When a physical injury occurs, employers usually have a panel of medical doctors ready to provide to the claimant, so that the employer can direct the injured worker to a reliable, hopefully conservative, physician who can treat the employee’s injuries. Typically, employers do not have panels of psychiatrists or mental health care professionals ready to provide to an employee who has suffered a purely psychological injury. Employers must recognize, however, that purely psychological injuries can be compensable, and that they should have panels of mental health care professionals ready to provide to an employee if such an injury is claimed. Immediate treatment could make the difference between a quick return to work and an expensive period of disability.
In United Parcel Service, Inc., et al v. Prince, Record No. 0006-14-2, Court of Appeals of Virginia (Sept. 9, 2014), the employer was faced with a purely psychological injury. Prince was a delivery driver for UPS.
Ms. Fassett was one of his regular customers. Prince had made deliveries to Ms. Fassett two to three times a week for approximately ten years and had a good relationship with her. On January 7, 2013, Prince arrived at Ms. Fassett’s home for one of his regular deliveries. What he found when he arrived was a gruesome scene. He found Ms. Fassett lying in the doorway of her home. She had been shot several times. What was left of her face was covered with blood and shrapnel. Prince alleged that he had been terrified, as he did not know if the perpetrator was still on the premises. Prince was subsequently diagnosed with post-traumatic stress disorder.

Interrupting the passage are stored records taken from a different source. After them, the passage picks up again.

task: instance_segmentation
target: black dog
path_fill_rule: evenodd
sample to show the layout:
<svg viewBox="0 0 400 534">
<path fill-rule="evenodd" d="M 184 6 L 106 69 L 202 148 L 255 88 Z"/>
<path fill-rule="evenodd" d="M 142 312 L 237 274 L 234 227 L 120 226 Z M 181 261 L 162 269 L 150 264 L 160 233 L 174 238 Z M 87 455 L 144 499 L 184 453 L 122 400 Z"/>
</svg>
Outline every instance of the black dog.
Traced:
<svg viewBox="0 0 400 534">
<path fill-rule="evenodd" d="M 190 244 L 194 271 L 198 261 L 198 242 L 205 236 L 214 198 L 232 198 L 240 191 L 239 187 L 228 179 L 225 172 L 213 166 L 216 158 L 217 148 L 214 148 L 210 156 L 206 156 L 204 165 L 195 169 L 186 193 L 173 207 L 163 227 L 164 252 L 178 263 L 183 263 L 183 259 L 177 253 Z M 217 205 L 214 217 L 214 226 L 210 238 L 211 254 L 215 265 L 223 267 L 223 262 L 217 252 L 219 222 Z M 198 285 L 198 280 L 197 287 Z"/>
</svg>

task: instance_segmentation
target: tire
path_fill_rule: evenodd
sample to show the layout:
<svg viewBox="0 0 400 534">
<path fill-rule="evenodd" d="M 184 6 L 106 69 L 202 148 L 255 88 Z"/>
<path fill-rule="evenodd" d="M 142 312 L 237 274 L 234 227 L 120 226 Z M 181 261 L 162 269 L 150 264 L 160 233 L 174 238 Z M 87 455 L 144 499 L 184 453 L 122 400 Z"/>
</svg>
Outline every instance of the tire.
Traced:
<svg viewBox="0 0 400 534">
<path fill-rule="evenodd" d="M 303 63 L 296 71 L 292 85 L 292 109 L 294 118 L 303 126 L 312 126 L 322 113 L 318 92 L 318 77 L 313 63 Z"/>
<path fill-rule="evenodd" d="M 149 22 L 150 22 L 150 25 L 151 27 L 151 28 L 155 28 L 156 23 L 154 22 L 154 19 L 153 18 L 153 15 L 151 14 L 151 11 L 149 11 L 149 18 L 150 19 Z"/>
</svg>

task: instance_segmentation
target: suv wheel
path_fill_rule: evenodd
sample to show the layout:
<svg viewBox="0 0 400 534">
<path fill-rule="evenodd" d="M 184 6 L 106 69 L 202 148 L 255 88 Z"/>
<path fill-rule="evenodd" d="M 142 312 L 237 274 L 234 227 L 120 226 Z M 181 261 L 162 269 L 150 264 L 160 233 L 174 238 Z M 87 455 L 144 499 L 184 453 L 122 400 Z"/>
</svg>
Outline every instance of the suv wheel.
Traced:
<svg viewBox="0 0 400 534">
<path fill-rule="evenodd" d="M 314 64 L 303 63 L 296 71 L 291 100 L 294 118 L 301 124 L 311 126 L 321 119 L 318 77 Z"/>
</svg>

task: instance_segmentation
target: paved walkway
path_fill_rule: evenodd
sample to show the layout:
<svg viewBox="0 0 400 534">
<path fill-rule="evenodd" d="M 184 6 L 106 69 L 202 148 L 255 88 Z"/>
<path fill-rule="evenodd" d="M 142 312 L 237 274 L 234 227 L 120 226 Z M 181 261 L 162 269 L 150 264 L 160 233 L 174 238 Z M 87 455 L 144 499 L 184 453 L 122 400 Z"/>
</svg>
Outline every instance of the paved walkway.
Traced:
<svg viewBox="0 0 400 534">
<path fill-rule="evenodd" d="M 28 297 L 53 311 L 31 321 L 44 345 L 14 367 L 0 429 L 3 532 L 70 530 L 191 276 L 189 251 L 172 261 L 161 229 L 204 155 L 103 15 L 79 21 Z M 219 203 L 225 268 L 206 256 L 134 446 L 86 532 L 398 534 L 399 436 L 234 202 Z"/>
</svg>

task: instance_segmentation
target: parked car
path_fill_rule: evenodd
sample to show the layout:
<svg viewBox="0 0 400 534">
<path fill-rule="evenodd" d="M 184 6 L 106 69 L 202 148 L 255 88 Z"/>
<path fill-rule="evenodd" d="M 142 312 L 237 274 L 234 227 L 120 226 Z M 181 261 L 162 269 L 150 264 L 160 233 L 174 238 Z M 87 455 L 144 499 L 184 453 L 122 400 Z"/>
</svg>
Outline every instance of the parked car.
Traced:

The Court of Appeals of Virginia affirmed the Virginia Workers’ Compensation Commission’s ruling that the claimant’s purely psychological injury was compensable. The Court recognized that the events confronting Prince constituted an obvious sudden shock or fright sufficient to constitute an injury by accident. As a result, Prince was awarded medical and wage indemnity benefits.
Psychological injuries are often the result of circumstances completely outside of the control of the employer. Employers, however, must be ready to respond to such claims when they arise. A proper panel of mental health care providers places an employer in a position to immediately respond to such a situation.